Tool characteristics

  • KeyHunter worker identity: Python worker IDs used a py-XXXXXX pattern and declared capabilities for code-development-environment scraping, web scraping, AWS validation, and AI-key validation.
  • AWS validation: the worker used the same liveness check seen in the manual intrusion path: sts:GetCallerIdentity followed by account / ARN / user-ID capture.

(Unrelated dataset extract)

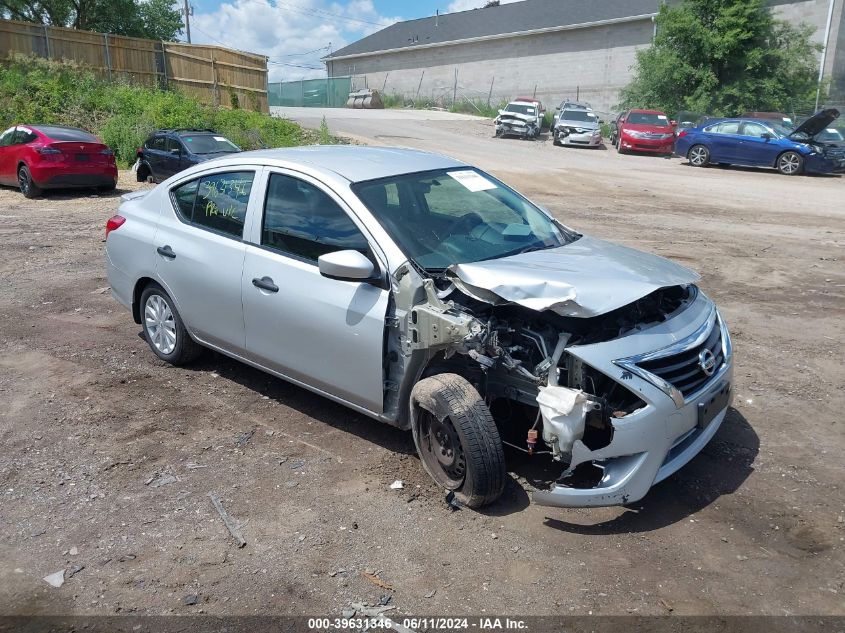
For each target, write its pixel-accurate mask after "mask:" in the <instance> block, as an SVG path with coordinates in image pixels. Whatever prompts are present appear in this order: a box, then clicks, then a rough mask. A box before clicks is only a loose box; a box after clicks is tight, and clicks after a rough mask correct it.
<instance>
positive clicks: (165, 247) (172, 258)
mask: <svg viewBox="0 0 845 633" xmlns="http://www.w3.org/2000/svg"><path fill="white" fill-rule="evenodd" d="M156 253H158V254H159V255H161V256H162V257H166V258H167V259H176V253H174V252H173V249H172V248H170V246H169V245H165V246H159V247H158V248H157V249H156Z"/></svg>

  • AI-key validation: Sysdig reported model-provider validation logic and Bedrock invocation attempts consistent with direct LLMjacking monetization.
  • Code-sandbox scraping: the Go binary carried dedicated extraction logic for CodePen, JSFiddle, StackBlitz, and CodeSandbox, including multiple fallback strategies per platform.

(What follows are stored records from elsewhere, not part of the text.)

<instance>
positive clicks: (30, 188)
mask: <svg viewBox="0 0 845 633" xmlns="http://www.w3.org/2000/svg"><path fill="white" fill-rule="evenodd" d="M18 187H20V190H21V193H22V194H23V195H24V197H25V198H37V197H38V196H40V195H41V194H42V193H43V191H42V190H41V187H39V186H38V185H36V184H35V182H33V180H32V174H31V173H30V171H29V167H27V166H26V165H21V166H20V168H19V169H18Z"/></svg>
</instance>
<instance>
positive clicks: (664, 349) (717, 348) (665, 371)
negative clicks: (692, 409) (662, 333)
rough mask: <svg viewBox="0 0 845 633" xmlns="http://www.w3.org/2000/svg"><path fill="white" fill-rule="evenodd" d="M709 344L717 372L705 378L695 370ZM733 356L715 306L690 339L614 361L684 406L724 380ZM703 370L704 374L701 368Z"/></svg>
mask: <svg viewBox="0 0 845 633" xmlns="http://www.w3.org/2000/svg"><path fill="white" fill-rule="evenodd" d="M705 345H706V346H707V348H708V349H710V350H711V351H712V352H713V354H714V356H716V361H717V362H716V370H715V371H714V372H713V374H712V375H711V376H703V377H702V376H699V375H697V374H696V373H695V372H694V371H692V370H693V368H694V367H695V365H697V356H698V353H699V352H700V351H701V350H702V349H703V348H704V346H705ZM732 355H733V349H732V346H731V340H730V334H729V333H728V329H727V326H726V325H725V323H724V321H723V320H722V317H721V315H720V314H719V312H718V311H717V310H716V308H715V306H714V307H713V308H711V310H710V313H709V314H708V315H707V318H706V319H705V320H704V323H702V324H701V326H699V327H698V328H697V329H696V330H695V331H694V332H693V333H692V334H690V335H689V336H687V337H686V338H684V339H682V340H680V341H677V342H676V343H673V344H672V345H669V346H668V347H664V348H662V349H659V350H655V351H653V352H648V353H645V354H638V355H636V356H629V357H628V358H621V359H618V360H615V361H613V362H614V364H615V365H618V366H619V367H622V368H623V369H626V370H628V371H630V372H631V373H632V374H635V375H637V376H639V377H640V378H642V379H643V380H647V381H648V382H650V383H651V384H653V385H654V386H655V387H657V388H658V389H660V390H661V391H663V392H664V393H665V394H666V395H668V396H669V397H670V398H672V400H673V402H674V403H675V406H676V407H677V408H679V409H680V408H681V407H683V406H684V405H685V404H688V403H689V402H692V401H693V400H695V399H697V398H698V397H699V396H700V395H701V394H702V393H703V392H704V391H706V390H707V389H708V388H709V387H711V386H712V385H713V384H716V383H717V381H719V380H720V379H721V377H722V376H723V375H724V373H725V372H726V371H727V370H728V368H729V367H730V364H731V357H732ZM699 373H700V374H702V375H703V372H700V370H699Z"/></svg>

  • uTLS fingerprint mimicry: imports of github.com/refraction-networking/utls indicate browser-ClientHello impersonation to evade JA3/JA4-style bot detection in front of code-sandbox services.
  • Headless-browser sidecar: the CodeSandbox fallback path used a sidecar process for rendered web content, suggesting the scraper could handle JavaScript-heavy pages.
  • JetStream consumers: PullSubscribe plus explicit acknowledgements match durable NATS task queues where dropped workers return tasks for redelivery.
  • Secret detection: Sysdig observed regex coverage for AWS, GitHub, OpenAI, Anthropic, Google, Slack, Stripe, private keys, JWTs, database URLs, and optional gitleaks use.

Defender heuristics

  • Treat exploitation of Langflow, LiteLLM, LMDeploy, notebook, and AI-workflow runtimes as immediate secret-spill incidents; rotate cloud, model-provider, SaaS, database, repository, and CI/CD tokens reachable from the process environment or workspace.
  • Hunt for outbound NATS traffic, especially unusual connections to high ports such as TCP 14222, NATS protocol banners, or subjects containing task.scan_*, validate_aws, validate_ai, worker.hb, kh.result, or keyhunter.result.
  • Correlate AI-runtime exploitation with near-immediate AWS API sweeps: sts:GetCallerIdentity, bedrock:InvokeModel, bedrock:ListInferenceProfiles, s3:ListBuckets, ec2:DescribeInstances, ce:GetCostAndUsage, lambda:ListFunctions, logs:DescribeLogGroups, ecs:ListClusters, sagemaker:ListEndpoints, sso:ListInstances, and IAM policy enumeration.
  • Monitor code-sandbox, paste, and snippet platforms for leaked organizational credentials; do not limit secret-scanning programs to GitHub repositories.
  • Flag unexpected utls, gitleaks, headless-browser sidecar, or code-sandbox scraper artifacts on servers that recently exposed AI or developer workflow applications.
  • Block or inspect outbound message-broker protocols from workloads that should only make application egress; NATS, MQTT, AMQP, Redis pub/sub, and Kafka-like channels can all become durable C2 planes.
  • Preserve staging artifacts and memory before cleanup; worker configs may reveal broker endpoints, subject names, ACL boundaries, and tasking semantics.